En el caso de tipajes destinados a estableces la compatibilidad entre familiares para proceder a un TPH emparentado, se debe tener el tipaje HLA-A, -B y -DR de todos los familiares de primer grado disponibles. Ello tiene como objetivo la identificación de los haplotipos familiares y su patrón de herencia.
El tipaje entre hermanos se llevará a cabo, por lo general, mediante técnicas de baja resolución (dos dígitos). En el caso de los ag's HLA-A y -B, el tipaje se hará mediante técnicas serológicas, mientras que en el caso de los ag's HLA-DR se utilizarán técnicas de estudio de ADN.
Estos estudios serán suficientes si se identifican dos especificidades diferentes para cada locus (heterozigotos), pero no lo será si hay ag's con una sola especificidad identificada (homozigosidad)
En este caso, se podrá aceptar el resultado solo si los haplotipos familiares están perfectamente identificados, aunque es preferible utilizar técnicas adicionales. Por ello, en caso de homozigosidad por serología en los ag's HLA-A y/o -B, se utilizarán técnicas de estudio de ADN para confirmar el resultado.
Si aún así existieran dudas razonables sobre la exactitud de la identidad entre el paciente y su(s) hermano(s), se recurriría a la alta resolución.
En el caso de homozigosidad en el locus DRB1, y si no se tienen bien identificados los haplotipos familiares, siempre será necesario recurrir a la alta resolución, ya sea con SSP o con SBT.
En el caso de detectar combinaciones alélicas ambiguas en la rSSO (y SBT), se aceptará el uso de las frecuencias alélicas publicadas y el origen étnico del sujeto en estudio para solventar la ambigüedad, descartando aquellas posibilidades muy raras en nuestra población.
No obstante, quedará a criterio del facultativo la necesidad o no de resolver dichas ambigüedades de acuerdo con el riesgo clínico del resultado.
En el tipaje del paciente y su(s) hermano(s), primero se llevará a cabo el tipaje serológico de clase I. Si este es inequívoco y se constata la existencia de disparidad entre el paciente y sus hermanos, no sería necesario el estudio familiar, ya que no se precisa la identificación de los haplotipos. Así, el estudio se dará por concluido y únicamente se proseguirá con el estudio de clase II respecto al paciente, para dar una idea de las posibilidades de encontrar un donante no emparentado.
Si hubiera concordancia entre algún hermano y dicho paciente, proseguiríamos con el tipaje clase II en ambos sujetos, para garantizar la ausencia de crossing'over.

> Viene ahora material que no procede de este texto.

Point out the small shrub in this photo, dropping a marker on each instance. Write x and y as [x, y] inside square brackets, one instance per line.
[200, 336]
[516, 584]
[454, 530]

En cualquier caso, siempre se hará extracción de ADN y se guardará una alícuota para permitir repeticiones de estudios o amplificaciones de ser esto oportuno, como pudiera ser el caso de que se considerase que la situación clínica del paciente permitiese trasplante con alguna discrepancia.
Si se estudiaran posibles donantes familiares no hermanos, se utilizarían las mismas técnicas que para los hermanos. No obstante, en caso de compatibilidad, siempre se utilizarán técnicas de alta resolución en todos los loci (A, B, C y DRB1) para confirmar la compatibilidad exacta.
En el caso de identificar un donante emparentado, siempre se confirmará la identidad en una segunda muestra, tanto del donante como del receptor, hecho obligatorio en todos los laboratorios acreditados.
Para ello, lo ideal es hacer una segunda toma de muestra al realizar la visita conjunta donante/receptor en la consulta de pre-trasplante.
Es necesario que el facultativo de la unidad de trasplante confirme en el momento del ingreso que la pareja R/D tiene hecho el estudio confirmatorio.
Si hubiera más de un donante, la elección del más idóneo será llevada a cabo en sesión clínica, con la participación de todo el equipo del programa de trasplante, incluyendo personal de laboratorio.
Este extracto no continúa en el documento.